Press Releases MARC REAFFIRMS THE RATING OF MARC-1 FOR KERTIH TERMINALS SDN BHD’S RM500 MILLION REVOLVING UNDERWRITTEN FACILITY WITH TERM LOAN CONVERSION (1999/2004)

Tuesday, Jul 13, 2004

Kertih Terminals Sdn Bhd’s (KTSB) rating has been reaffirmed at MARC-1, reflecting the company’s resilient financial position, declining debt leverage level and stable cash flows generated from the long term contracts by the terminal users.

KTSB was incorporated to undertake the construction and operation of a Centralized Tankage Facility (CTF) for PETRONAS’ Integrated Petrochemical Complex (IPC) in Kertih, Terengganu. The presence of PETRONAS as a shareholder for KTSB and the petrochemical ventures set up in Kertih, provide important support for the viability of the CTF, enabling the users to realize substantial cost savings through the reduction in infrastructure investment and operating expenses.

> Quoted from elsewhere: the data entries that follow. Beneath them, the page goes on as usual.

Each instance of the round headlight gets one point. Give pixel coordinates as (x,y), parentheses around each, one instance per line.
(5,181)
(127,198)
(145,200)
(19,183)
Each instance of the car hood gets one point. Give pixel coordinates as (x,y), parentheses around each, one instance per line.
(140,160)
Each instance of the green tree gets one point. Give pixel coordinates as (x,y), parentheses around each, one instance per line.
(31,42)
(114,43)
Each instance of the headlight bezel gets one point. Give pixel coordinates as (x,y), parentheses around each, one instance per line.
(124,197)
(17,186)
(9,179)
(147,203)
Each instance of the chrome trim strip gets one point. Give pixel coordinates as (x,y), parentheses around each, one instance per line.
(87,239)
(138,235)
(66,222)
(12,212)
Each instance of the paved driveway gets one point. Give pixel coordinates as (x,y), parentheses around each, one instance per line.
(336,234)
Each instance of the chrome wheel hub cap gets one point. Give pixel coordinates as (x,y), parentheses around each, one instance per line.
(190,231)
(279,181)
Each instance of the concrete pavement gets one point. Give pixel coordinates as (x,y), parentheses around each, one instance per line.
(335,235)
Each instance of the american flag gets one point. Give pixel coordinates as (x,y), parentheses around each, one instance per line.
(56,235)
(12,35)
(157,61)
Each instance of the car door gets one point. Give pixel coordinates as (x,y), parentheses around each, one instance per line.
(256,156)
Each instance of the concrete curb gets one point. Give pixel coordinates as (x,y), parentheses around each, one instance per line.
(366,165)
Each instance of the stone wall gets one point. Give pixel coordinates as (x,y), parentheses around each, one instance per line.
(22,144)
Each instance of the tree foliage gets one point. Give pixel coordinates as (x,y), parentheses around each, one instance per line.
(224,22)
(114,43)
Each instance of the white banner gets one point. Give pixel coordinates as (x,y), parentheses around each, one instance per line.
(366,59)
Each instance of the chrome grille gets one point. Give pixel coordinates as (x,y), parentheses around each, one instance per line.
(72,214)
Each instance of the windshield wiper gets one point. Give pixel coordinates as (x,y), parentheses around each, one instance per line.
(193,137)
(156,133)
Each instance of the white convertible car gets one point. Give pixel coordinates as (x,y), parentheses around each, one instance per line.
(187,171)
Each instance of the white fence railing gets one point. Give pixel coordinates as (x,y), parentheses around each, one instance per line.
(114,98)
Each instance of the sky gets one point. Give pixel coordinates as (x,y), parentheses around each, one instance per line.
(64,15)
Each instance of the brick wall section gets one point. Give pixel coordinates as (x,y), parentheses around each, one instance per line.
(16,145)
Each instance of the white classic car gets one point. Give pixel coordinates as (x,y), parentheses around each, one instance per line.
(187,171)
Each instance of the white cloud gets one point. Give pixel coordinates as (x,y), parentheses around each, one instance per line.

The sponsors of the petrochemical venture companies, which include PETRONAS and British Petroleum, are reputable multinational companies, occupying leading positions in a wide range of businesses with strong financial profiles. Credit risk is thus mitigated.

The terminal usage agreement requires the users to pay a minimum warehouse charge (MWC) irrespective of the rate of utilization for 20 years, hence ensuring a steady stream of income over the tenure of the facility. By revising the MWC annually based on changes in the Consumer Price Index, Utilities Average and wages, price risk is substantially mitigated. Revenue growth, thus, will be driven by the escalation factor on the warehousing charges and the growth in tank trunk loading operations. The likelihood of early termination by the users is remote given that the terminals are dedicated to each client and penalties are imposed on the respective user in the event of early termination.

For FY2004, revenue remained strong and continued to trend upwards over the last five years due to full utilization of the storage tanks while profitability indicators remained robust.

In view of the maturity of the RUF by December 2004 and the declining debt leverage position, the company is expected to be debt free owing to the project’s self funding nature. Overall, the company’s financial position appears strong and resilient moving forward.